Marka sporcular yaratmak: Profesyonel kariyer yönetimi

Marka sporcular yaratmak: Profesyonel kariyer yönetimi

11 Nisan 2014…

Keyifli bir cuma sabahı, ofisteyim.

Ağzımda günün ilk kahvesi ile birlikte bir önceki gün NBA kariyeri boyunca yedi şampiyonluk kazanmış Robert Horry ile yaptığımız keyifli sohbetin tadı var. Çözümlenip röportaja çevrilmiş hali o dönemde çıkardığımız Fanatik e-Gazete’de yayında. Biraz heyecanlı, çıtır keyifli, inceden de şaşkınım.

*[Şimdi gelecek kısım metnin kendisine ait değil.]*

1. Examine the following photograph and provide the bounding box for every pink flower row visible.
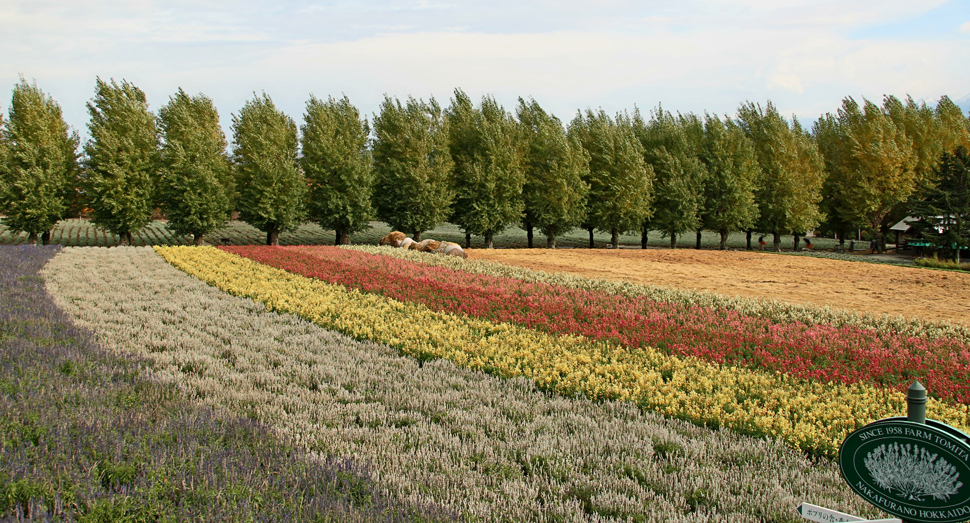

Telefonum çalıyor… Alo’dan sonrası NBA yazan bir basketbol muhabirini epey afallatabilecek türden:’Ahmet kardeşim, ben Hikmet Karaman!’’

Hikmet Karaman mı? Şimdi daha da şaşkınım.

Hikmet hoca kısa bir girizgah ve gurur okşayan bir tebriğin ardından arama sebebini ifade ediyor: ”Sorduğun sorular ve Horry’nin cevapları, bizim sporculara anlatmak isteyip de zorlandığımız şeyler.”

Sporcular
Robert Horry’i 2014’te Istanbul’da oynanacak Fenerbahçe Ülker – San Antonio Spurs maçının lansman sürecinde ağırlamıştık.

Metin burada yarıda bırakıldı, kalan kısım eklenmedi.